Computers can’t actually read scientific papers, but they can be trained to spot sophisticated statistical patterns among the words.
So Uzzi and his coauthors had their AI system convert two million scientific abstracts into a massive matrix showing how many times each word appeared next to every other word. The result was a kind of general, numerical “map” of the scientific writing style. Then, in order to train the system to spot potentially problematic studies, the researchers fed it the full text of 96 psychology papers. Sixty percent of those had failed to replicate.
These machine-learned word-association maps capture differences in how scientists write when their research replicates, and when it doesn’t—with a subtlety and precision that human reviewers can’t match. “When humans read text, by the time you’ve read to the seventh word in a sentence, you’ve already potentially forgotten the first and second word,” Uzzi says. “The machine, on the other hand, has essentially an unlimited consciousness when it comes to absorbing text.”

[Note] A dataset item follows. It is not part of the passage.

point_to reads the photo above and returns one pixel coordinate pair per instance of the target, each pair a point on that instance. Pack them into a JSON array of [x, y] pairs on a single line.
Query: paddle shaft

The team then tested the system on hundreds of scientific papers that it hadn’t encountered before. These papers had all been put to the test of manual replication: some succeeded, some failed. When the AI analyzed the word associations within these papers, it correctly predicted the replication outcome 65 to 78 percent of the time.
That’s roughly equivalent to the accuracy of prediction markets—but with one major advantage. For every batch of 100 papers, prediction markets take months to deliver results.
“Our AI model makes predictions in hours,” says Uzzi. For a single paper, it takes mere minutes.
An Improvement, Not a Replacement
Don’t expect computers to replace human peer review anytime soon, though.
Uzzi stresses that his research is very preliminary and needs further validation. Plus, the AI system has a major downside: there’s no way to tell exactly what pattern the machine is using to make its predictions.
“This is still one of the shortcomings of all artificial intelligence: we’re really not sure why it works the way it does,” he says.
Yet while Uzzi and his collaborators couldn’t establish exactly what their system was paying attention to, they were able to show that it wasn’t
falling prey to biases that often afflict human reviewers, such as an author’s gender or the names of prestigious institutions with which they’re affiliated.
To rule out these potential biases, the researchers added this extra information to the AI system’s training data and reran their experiments to see if that information skewed the results. Including these extra details did not sway the system’s predictions—in practical terms, it ignored them. Additionally, they found no evidence that differences in the scientific discipline, for example social psychology vs. cognitive psychology, affected the predicted outcome.
To Uzzi, that sends a good signal about its reliability.
“Okay, so we don’t know what the machine is doing—that’s a limitation. At the same time, quite frankly, it’s easier to take bias out of a machine than it is a human being,” he says.
Additionally, Uzzi sees AI as a way of improving scientists’ ongoing response to the replication crisis. This is particularly important in the age of COVID-19, when some peer-review and replication standards have become more relaxed in an effort to speed the discovery of a vaccine. An AI-powered early warning system for flagging faulty research could help focus the scientific community’s attention on the findings that are important enough to warrant rigorous—and expensive—manual replication tests.
“We’re currently doing a study to see if our model could help review all these new COVID-19 papers coming out,” Uzzi says. “That’ll help us pinpoint those papers that create the strongest foundation for new scientific discoveries in this race to come up with a cure, a therapy, or both.”